Leavitt A D, Roberts T M, Garcea R L
J Biol Chem. 1985 Oct 15;260(23):12803-9.
We have expression-cloned in Escherichia coli the major polyoma virus capsid protein, VP1. Under the inducible control of the hybrid tac promoter, VP1 constituted between 2 and 3% of the total host cell protein. The expressed VP1 was purified to near homogeneity with initial yields to 10%. Optimal expression was temperature-dependent, and significant intracellular degradation could be demonstrated. The final product was obtained as one predominant isoelectric focusing species, without the pattern of post-translational modification seen in virus-infected eukaryotic cells.

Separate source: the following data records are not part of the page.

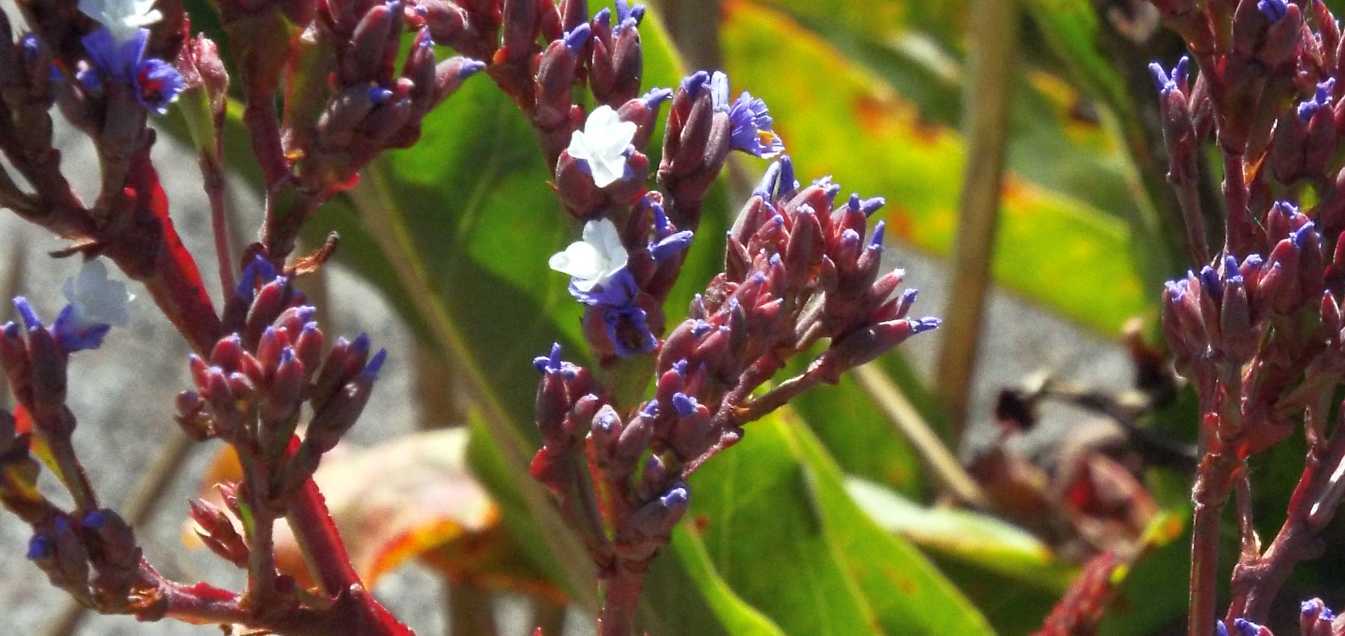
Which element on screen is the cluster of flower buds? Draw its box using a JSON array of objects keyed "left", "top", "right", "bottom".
[
  {"left": 204, "top": 0, "right": 486, "bottom": 265},
  {"left": 550, "top": 192, "right": 693, "bottom": 362},
  {"left": 1215, "top": 598, "right": 1345, "bottom": 636},
  {"left": 0, "top": 276, "right": 173, "bottom": 616},
  {"left": 178, "top": 257, "right": 386, "bottom": 502},
  {"left": 1150, "top": 0, "right": 1345, "bottom": 635},
  {"left": 659, "top": 71, "right": 784, "bottom": 227},
  {"left": 531, "top": 157, "right": 939, "bottom": 623},
  {"left": 1298, "top": 598, "right": 1345, "bottom": 636},
  {"left": 413, "top": 0, "right": 656, "bottom": 165},
  {"left": 0, "top": 0, "right": 186, "bottom": 207},
  {"left": 284, "top": 0, "right": 486, "bottom": 190}
]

The purified VP1 from E. coli will be useful as a substrate for the purification of VP1 modification enzymes and in the study of inter-VP1 oligomerization.
我们已在大肠杆菌中通过表达克隆出多瘤病毒的主要衣壳蛋白VP1。在杂种tac启动子的诱导控制下,VP1占宿主细胞总蛋白的2%至3%。表达的VP1被纯化至近乎均一,初始产量达10%。最佳表达依赖温度,且可证明有显著的细胞内降解。最终产物是一种主要的等电聚焦条带,没有在病毒感染的真核细胞中所见的翻译后修饰模式。从大肠杆菌中纯化的VP1将作为纯化VP1修饰酶的底物以及用于研究VP1间的寡聚化。